My mother died a year ago. Her eighty-fifth birthday would have been the twenty-third of this month. Her death freed me to finally find the sacred in my feminine self. I celebrate the freeing of the bonds of patriarchal religious fears and abuse from both of our souls.
For me the divine feminine is the manifestation of The Power of Creation in my mother self and the “mother selves” of so many women I know, whether they have physically given birth or not.
I am at the stage of matriarchy, with all my grandchildren into their pre-teen and teen years. Having grown up in an abusive home, there was no autopilot on my mothering, so it is a constant source of wonder to me that my children are exceptional parents. I can see in them what I never could accept as part of myself.
A friend who has suffered through my motherhood with me wrote this to me:
“I see you every day as a parent relating to your own children in love, despite your terrible experience as a child. I see your own face of love and pride, and I wonder how you do not see it yourself. I do not see you treating your own children as scapegoats, nor constantly reprimanding them—and I wonder how you do not relate God’s love to your own.

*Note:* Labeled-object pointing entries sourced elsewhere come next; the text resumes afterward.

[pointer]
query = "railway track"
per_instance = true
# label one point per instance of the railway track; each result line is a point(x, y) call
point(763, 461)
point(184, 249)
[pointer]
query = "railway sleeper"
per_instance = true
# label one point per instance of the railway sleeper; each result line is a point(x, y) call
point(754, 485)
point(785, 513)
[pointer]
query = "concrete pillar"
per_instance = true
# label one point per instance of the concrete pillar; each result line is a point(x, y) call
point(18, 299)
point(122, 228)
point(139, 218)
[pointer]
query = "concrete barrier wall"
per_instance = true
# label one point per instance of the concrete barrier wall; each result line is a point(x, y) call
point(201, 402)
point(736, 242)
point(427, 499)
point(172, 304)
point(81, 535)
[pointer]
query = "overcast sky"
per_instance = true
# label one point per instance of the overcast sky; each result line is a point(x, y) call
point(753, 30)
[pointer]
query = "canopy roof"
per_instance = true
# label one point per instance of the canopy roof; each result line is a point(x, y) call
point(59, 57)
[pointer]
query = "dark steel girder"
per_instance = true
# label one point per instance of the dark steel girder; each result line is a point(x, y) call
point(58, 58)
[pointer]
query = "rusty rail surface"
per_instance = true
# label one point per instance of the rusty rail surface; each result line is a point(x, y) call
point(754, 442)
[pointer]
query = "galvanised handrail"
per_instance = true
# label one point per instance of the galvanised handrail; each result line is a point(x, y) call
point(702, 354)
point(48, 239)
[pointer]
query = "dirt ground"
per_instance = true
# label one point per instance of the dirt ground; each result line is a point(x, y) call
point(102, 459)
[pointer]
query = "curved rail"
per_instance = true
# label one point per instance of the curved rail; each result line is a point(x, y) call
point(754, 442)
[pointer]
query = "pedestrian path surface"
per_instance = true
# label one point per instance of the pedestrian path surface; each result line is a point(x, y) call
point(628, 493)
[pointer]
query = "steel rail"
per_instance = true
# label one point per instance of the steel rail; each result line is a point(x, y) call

I know the deep wounding of childhood, yet I see that somehow you have lept out of that experience, refusing to pass it on to your own children. I see that as nothing less than a miracle—I see YOU as a “beaming parent, so proud of your progeny.” I see YOU as the matriarch of cherished children, and grand-children and neices and nephew that you rock and hold and croon to, protect and nourish. I see YOU as the great warrior against anything that would destroy or harm your loved ones, and YOU as the one willing to lay down your life and all you possess to defend them.
Does none of this speak to you of the love of God? You are my role-model of the love of family—- you are my role-model of the love of God.”
What greater gift can one friend give another? From one mother’s heart to another.